Walz, the Democratic vice presidential candidate, is proud of his military service.

“Everyone belongs and everyone has a responsibility to do their part,” he said Wednesday evening. “For me, that was serving in the Army National Guard. I enlisted two days after my 17th birthday and proudly wore our country’s uniform for 24 years.”

But in a letter to Walz, 50 Republican members of Congress, including veterans like Guy Reschenthaler of Peters, accused him of “lying about his service” and “abandoning his post by retiring two months before his unit received warning that it could be sent to Iraq.”

A few months earlier, Walz had announced his candidacy for Congress.

Reschenthaler could not be reached for comment on the allegations, but former Congressman Conor Lamb, also a veteran, said it was just politics.

“These guys are afraid of Tim Walz and the way he tells the American story,” Lamb said. “I enlisted, served for many years, and learned important lessons about how to take care of other people.
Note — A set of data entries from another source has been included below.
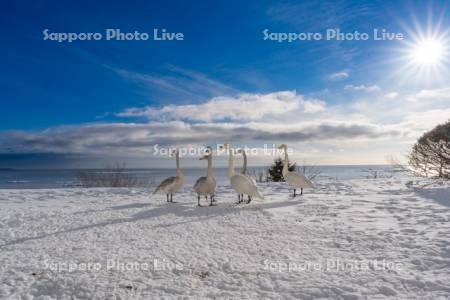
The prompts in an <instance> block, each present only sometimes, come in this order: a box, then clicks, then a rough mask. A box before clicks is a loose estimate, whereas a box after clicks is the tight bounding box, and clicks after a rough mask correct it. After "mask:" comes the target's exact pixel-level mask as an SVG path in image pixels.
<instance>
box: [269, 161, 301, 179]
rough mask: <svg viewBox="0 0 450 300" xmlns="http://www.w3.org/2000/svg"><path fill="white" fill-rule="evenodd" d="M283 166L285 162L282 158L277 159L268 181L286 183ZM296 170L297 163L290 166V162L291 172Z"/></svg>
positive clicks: (290, 168) (272, 166)
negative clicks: (294, 170)
mask: <svg viewBox="0 0 450 300" xmlns="http://www.w3.org/2000/svg"><path fill="white" fill-rule="evenodd" d="M283 165H284V161H283V159H281V158H280V157H278V158H277V159H275V160H274V162H273V164H272V165H271V166H270V167H269V169H268V172H269V176H268V180H269V181H275V182H280V181H284V178H283ZM295 168H296V166H295V163H294V164H290V163H289V162H288V169H289V171H294V170H295Z"/></svg>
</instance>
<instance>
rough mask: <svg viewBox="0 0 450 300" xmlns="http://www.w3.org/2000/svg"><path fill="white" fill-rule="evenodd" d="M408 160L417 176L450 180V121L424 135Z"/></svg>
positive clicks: (427, 177) (413, 149)
mask: <svg viewBox="0 0 450 300" xmlns="http://www.w3.org/2000/svg"><path fill="white" fill-rule="evenodd" d="M408 158H409V165H410V166H411V168H412V169H413V170H414V172H415V173H416V174H417V175H419V176H422V177H427V178H438V179H446V180H448V179H450V121H448V122H447V123H445V124H442V125H438V126H436V127H435V128H434V129H433V130H431V131H429V132H426V133H425V134H423V135H422V136H421V137H420V138H419V139H418V140H417V142H416V144H415V145H414V146H413V148H412V151H411V153H410V155H409V156H408Z"/></svg>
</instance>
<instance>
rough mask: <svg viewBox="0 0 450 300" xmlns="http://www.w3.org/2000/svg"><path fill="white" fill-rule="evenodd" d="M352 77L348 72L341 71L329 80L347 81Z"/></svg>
mask: <svg viewBox="0 0 450 300" xmlns="http://www.w3.org/2000/svg"><path fill="white" fill-rule="evenodd" d="M349 76H350V74H349V73H348V72H346V71H341V72H336V73H333V74H331V75H330V76H328V78H329V79H331V80H341V79H345V78H348V77H349Z"/></svg>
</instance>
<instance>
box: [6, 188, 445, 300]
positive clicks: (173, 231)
mask: <svg viewBox="0 0 450 300" xmlns="http://www.w3.org/2000/svg"><path fill="white" fill-rule="evenodd" d="M261 189H262V191H263V193H264V195H265V198H266V200H264V201H257V200H254V201H253V202H252V203H251V204H249V205H246V204H243V205H235V204H234V202H235V201H236V200H237V196H236V195H235V194H234V193H233V192H232V191H230V190H229V189H228V187H225V186H221V187H220V188H219V191H218V193H217V197H216V198H217V201H218V205H217V206H214V207H201V208H198V207H196V198H195V196H194V194H192V192H191V191H190V190H188V189H186V190H185V191H184V192H183V193H182V194H176V195H175V197H174V201H178V202H177V203H174V204H167V203H165V197H164V196H161V195H151V193H150V191H148V190H145V189H54V190H52V189H49V190H0V203H1V207H2V209H1V211H0V248H1V252H0V259H1V264H0V266H1V267H0V268H1V272H0V298H8V297H9V298H13V299H16V298H23V299H34V298H36V299H55V298H56V299H73V298H75V299H92V298H101V299H104V298H113V299H116V298H121V299H129V298H136V299H140V298H143V299H150V298H158V297H163V298H169V299H170V298H178V297H180V298H184V297H187V298H213V297H215V298H239V299H255V298H274V299H279V298H284V299H316V298H325V299H326V298H328V299H361V298H362V299H365V298H377V299H384V298H392V299H394V298H395V299H397V298H404V299H406V298H407V299H424V298H428V299H447V298H449V297H450V288H449V287H448V282H449V281H450V208H449V199H450V192H449V189H448V187H445V186H437V187H430V188H428V189H427V190H418V189H413V188H408V187H406V186H405V182H404V180H400V179H376V180H350V181H345V182H336V181H329V182H321V183H319V184H318V185H317V188H316V189H315V190H314V191H305V194H304V195H303V196H301V197H297V198H296V199H293V198H292V196H291V194H290V191H289V190H288V189H287V187H286V186H285V185H284V184H270V185H267V184H266V185H262V186H261ZM206 203H207V202H205V203H204V204H206Z"/></svg>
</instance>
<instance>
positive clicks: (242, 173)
mask: <svg viewBox="0 0 450 300" xmlns="http://www.w3.org/2000/svg"><path fill="white" fill-rule="evenodd" d="M237 152H238V153H241V154H242V158H243V163H242V170H241V174H242V175H244V176H245V177H247V178H248V179H250V180H251V181H252V183H253V184H254V185H256V180H255V178H253V176H250V175H248V174H247V153H245V150H243V149H239V150H238V151H237Z"/></svg>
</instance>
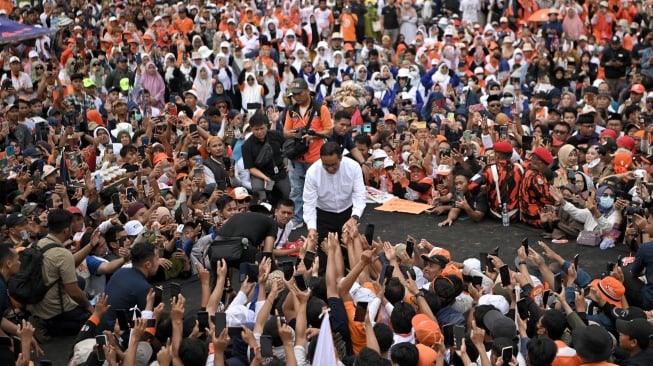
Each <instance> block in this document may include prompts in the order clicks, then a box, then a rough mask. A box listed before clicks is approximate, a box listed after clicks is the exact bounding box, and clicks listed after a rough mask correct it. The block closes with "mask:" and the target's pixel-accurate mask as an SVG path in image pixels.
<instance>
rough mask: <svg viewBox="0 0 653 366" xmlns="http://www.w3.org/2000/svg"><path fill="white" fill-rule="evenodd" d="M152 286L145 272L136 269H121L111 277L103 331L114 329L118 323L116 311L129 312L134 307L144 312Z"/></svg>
mask: <svg viewBox="0 0 653 366" xmlns="http://www.w3.org/2000/svg"><path fill="white" fill-rule="evenodd" d="M151 288H152V285H150V283H149V282H148V281H147V278H146V277H145V275H144V274H143V272H141V271H139V270H138V269H136V268H121V269H119V270H118V271H117V272H116V273H114V274H113V276H111V280H109V283H108V284H107V288H106V290H105V293H106V295H107V296H108V297H109V301H108V302H109V305H111V306H110V307H109V311H107V314H106V315H105V316H104V317H103V318H102V325H103V326H102V327H101V328H102V329H113V324H114V323H115V322H116V310H118V309H125V310H129V309H131V308H133V307H134V306H138V308H139V309H140V310H141V311H142V310H144V309H145V303H146V300H147V293H148V292H149V291H150V289H151Z"/></svg>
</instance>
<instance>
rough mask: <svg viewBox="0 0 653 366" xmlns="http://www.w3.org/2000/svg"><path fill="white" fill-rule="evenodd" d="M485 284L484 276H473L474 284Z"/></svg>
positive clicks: (473, 280) (472, 277)
mask: <svg viewBox="0 0 653 366" xmlns="http://www.w3.org/2000/svg"><path fill="white" fill-rule="evenodd" d="M482 284H483V277H481V276H472V285H473V286H481V285H482Z"/></svg>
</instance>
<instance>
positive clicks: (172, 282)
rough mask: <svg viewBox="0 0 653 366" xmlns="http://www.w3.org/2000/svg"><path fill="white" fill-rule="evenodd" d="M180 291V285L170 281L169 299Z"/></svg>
mask: <svg viewBox="0 0 653 366" xmlns="http://www.w3.org/2000/svg"><path fill="white" fill-rule="evenodd" d="M180 293H181V285H180V284H178V283H176V282H171V283H170V299H171V300H172V298H175V297H177V296H179V294H180Z"/></svg>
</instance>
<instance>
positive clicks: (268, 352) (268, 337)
mask: <svg viewBox="0 0 653 366" xmlns="http://www.w3.org/2000/svg"><path fill="white" fill-rule="evenodd" d="M261 356H263V357H272V356H274V353H273V352H272V337H271V336H269V335H262V336H261Z"/></svg>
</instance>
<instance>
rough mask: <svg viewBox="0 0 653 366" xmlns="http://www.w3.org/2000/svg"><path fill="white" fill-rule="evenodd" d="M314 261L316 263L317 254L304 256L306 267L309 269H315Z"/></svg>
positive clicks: (314, 253) (308, 253)
mask: <svg viewBox="0 0 653 366" xmlns="http://www.w3.org/2000/svg"><path fill="white" fill-rule="evenodd" d="M313 261H315V252H306V254H305V255H304V266H305V267H306V268H307V269H308V268H311V267H313Z"/></svg>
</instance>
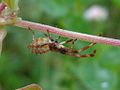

Because their people, JD Vance and especially Trump, are not known for taking care of anyone but themselves.”

Lamb served with Walz on the House Armed Services Committee and said Walz personally contacted him there.

As for the Republican attack, Lamb says Walz has every right to call himself a command sergeant major, even if it was not the same rank when he retired, and he has the right to leave the military to run for Congress.

“Tim served 24 years,” Lamb said. “What was he supposed to do? Forever? And I would say the one position he never gave up was that of public servant.”

“When he talks about his rank, that was the rank he wore when he looked at his collar during his last deployment,” he added. “He was a Command Sergeant Major, so he can rightly say that he served in that service and took on an incredible amount of responsibility.”

Lamb seemed particularly upset when his Republican running mate for vice president, JD Vance, attacked Walz’s military service.

“I couldn’t tell you anything that Vance actually did as a senator to care for veterans or try to improve their lives,” Lamb said. “That’s the problem here.”